[jhc] Re: Ids in Jhc.

Wed Feb 13 19:23:08 EST 2008

On Feb 14, 2008 12:50 AM, John Meacham <john at repetae.net> wrote:
> (I'm gonna forward this response to the jhc list too, if that's okay)
>
>
> On Thu, Feb 14, 2008 at 12:26:49AM +0100, Lemmih wrote:
> > I've been wondering about your use of Ids in Jhc.
> > As far as I can see, the rules for Ids goes as following:
> >  * named ids are odd
> >  * unnamed ids are even
> >  * id '0' has special significance.
> >
> > Can you tell me a bit about how unnamed ids are used, why id '0' has
> > special meaning, and how you generate new, unique unnamed ids.
>
> Yes. that is correct.
>
> named and unnamed ids behave the same way, except named ids get a pretty
> name when printed out as opposed to just a numebr and are generally
> derived from a user supplied name. Also, all 'top level' names are
> always 'named' to ensure they remain globally unique.
>
> named Ids are odd, these are looked up in a table that is implemented
> via a hash table written in c in the StringTable/ directory. due to an
> intentional quirk of its implementation, it only generates odd, positive
> values. Conversion between a number and its string form is constant
> time in both directions.
>
> zero is a 'special' id in that it can be treated normally except it can
> never appear in an expression, only in a binder. so \ v0 -> ... is okay,
> but \ x -> .. v0 ... is not. This means you can always use 0 as a binder
> when you know a value is not used without worrying about shadowing a
> real definition.
>
>
> unnamed ids are arbitrary positive even numbers, there is no particular
> need to allocate them in a special way, they are _not_ globally unique
> so you just need to ensure you don't shadow any existing variables when
> assigning new ones. in general, this consists of having a set of 'in
> scope' names (which is often something you need to keep track of anyway)
> and you choose some value that is not in the 'in scope' set and add it
> to the set. this ensures ids don't shadow each other, but not that they
> are unique.
>
>
> negative ids are used inside of a few specialized routines internally
> and should never make it out into the world. for instance, in the
> unification algorithm they are used to represent alpha-renamed values so
> we don't need to scan for used names before hand, however the terms
> returned have their original ids restored.
>
> hope this helps...
>
> It is quite bothersome to me that 'Id' is just an Int and not a
> newtype... that is something I have been slowing getting the code ready
> to fix for a while now..

I'd like to fix it in another way, if you have no objects.

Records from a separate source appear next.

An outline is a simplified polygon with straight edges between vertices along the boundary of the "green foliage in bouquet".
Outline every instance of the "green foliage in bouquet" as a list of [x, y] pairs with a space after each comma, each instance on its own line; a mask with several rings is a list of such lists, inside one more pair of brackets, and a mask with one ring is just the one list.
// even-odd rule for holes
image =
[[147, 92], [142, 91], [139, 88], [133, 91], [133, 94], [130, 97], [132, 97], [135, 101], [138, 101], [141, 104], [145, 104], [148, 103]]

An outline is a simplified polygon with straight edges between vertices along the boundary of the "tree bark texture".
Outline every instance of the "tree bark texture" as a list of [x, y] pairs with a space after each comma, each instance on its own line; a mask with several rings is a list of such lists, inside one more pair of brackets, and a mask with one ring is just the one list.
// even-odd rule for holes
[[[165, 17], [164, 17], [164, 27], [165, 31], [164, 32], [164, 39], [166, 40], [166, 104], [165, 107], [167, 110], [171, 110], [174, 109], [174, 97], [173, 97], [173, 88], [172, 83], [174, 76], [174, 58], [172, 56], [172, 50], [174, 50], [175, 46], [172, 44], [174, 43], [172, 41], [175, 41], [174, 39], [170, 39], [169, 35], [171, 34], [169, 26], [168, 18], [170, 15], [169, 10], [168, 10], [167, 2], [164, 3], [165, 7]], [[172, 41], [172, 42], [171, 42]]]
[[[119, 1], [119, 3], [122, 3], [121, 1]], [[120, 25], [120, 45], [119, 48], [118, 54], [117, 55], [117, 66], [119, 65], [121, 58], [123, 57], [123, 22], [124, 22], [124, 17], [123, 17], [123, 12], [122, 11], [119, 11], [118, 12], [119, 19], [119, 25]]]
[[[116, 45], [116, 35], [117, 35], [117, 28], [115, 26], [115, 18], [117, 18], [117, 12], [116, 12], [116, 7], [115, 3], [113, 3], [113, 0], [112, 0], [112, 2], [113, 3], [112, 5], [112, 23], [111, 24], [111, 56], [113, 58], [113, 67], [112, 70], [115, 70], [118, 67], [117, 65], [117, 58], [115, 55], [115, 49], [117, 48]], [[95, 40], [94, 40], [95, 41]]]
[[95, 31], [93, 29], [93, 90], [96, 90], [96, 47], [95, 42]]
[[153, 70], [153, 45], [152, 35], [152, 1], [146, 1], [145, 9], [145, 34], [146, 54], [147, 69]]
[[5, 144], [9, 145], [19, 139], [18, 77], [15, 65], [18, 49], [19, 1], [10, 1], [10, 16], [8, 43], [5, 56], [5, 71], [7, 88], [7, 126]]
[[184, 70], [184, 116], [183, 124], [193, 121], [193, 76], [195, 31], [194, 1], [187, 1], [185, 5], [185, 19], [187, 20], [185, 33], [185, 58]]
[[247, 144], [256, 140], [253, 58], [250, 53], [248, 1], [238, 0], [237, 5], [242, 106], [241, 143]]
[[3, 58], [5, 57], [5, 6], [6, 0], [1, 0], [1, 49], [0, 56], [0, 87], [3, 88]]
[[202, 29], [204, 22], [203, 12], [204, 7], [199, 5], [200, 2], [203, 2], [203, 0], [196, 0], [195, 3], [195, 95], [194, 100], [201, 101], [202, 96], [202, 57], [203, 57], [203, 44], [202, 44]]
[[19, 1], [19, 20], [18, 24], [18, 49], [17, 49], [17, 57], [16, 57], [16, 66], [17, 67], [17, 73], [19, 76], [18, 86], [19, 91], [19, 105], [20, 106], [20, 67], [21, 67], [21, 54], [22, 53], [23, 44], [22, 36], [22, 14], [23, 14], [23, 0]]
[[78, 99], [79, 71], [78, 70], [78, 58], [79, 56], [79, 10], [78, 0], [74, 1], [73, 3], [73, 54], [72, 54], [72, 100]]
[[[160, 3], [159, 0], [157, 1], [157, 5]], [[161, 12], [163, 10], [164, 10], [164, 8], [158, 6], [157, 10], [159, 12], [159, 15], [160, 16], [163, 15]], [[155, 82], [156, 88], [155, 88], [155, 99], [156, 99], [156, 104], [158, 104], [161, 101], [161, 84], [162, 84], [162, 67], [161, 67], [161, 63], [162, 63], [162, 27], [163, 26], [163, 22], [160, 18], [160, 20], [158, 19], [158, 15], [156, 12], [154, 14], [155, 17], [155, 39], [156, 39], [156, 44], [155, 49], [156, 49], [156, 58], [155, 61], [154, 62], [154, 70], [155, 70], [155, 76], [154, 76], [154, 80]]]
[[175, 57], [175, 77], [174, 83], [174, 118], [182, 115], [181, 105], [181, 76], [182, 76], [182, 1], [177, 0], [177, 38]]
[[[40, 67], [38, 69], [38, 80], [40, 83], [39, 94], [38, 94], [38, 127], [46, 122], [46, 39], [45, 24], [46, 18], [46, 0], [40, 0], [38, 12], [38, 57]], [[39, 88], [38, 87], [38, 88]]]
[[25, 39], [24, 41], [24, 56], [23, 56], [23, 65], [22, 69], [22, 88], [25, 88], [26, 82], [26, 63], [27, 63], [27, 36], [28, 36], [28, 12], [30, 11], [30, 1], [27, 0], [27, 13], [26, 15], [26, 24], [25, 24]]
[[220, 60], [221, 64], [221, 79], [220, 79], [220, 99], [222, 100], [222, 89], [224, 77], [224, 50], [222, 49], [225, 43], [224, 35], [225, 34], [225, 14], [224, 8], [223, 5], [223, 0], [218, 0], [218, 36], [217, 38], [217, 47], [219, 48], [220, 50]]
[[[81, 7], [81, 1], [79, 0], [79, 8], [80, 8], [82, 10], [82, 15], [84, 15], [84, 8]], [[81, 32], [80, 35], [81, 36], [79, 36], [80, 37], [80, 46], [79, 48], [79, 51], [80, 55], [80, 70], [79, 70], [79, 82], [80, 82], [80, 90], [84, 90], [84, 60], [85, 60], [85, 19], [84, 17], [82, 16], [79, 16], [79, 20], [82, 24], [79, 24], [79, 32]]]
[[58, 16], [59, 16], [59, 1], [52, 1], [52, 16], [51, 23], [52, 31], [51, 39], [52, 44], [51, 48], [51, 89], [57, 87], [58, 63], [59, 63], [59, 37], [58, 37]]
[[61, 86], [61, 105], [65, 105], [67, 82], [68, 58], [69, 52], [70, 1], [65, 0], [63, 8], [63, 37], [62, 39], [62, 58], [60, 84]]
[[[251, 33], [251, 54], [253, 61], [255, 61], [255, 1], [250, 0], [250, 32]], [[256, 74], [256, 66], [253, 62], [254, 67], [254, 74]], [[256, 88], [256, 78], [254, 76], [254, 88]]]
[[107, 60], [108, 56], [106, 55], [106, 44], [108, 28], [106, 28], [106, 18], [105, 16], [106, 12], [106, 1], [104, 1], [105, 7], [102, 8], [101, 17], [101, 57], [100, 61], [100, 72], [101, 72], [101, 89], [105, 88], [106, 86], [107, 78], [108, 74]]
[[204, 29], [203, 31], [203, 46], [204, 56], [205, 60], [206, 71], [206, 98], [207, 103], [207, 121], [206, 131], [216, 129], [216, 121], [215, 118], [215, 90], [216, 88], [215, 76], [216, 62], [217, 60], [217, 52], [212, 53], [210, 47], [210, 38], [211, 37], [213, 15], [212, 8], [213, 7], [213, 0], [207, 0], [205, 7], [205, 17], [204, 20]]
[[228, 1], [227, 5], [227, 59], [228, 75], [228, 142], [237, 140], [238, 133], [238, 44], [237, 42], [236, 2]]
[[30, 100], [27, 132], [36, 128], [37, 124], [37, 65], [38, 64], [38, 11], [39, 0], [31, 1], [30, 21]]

By my count there are 120 unique atoms in base-1.0.hl. Those 120 atoms
are saved ~2344 times each (there's a total of 281338 atoms).
Compressing the files with gzip reduces the negative effect on file
size but the overhead of parsing 281k atoms is still there.
On my system, testing with HelloWorld.hs, parsing those atoms took 16%
of the runtime and 27% of the memory usage.

I propose scrapping the current system of random atom ids in favor for
a per-module map of symbols.
Using an ADT for the ids would make the system more transparent. I'll
have to investigate the performance impact of this.

-- 
Cheers,
  Lemmih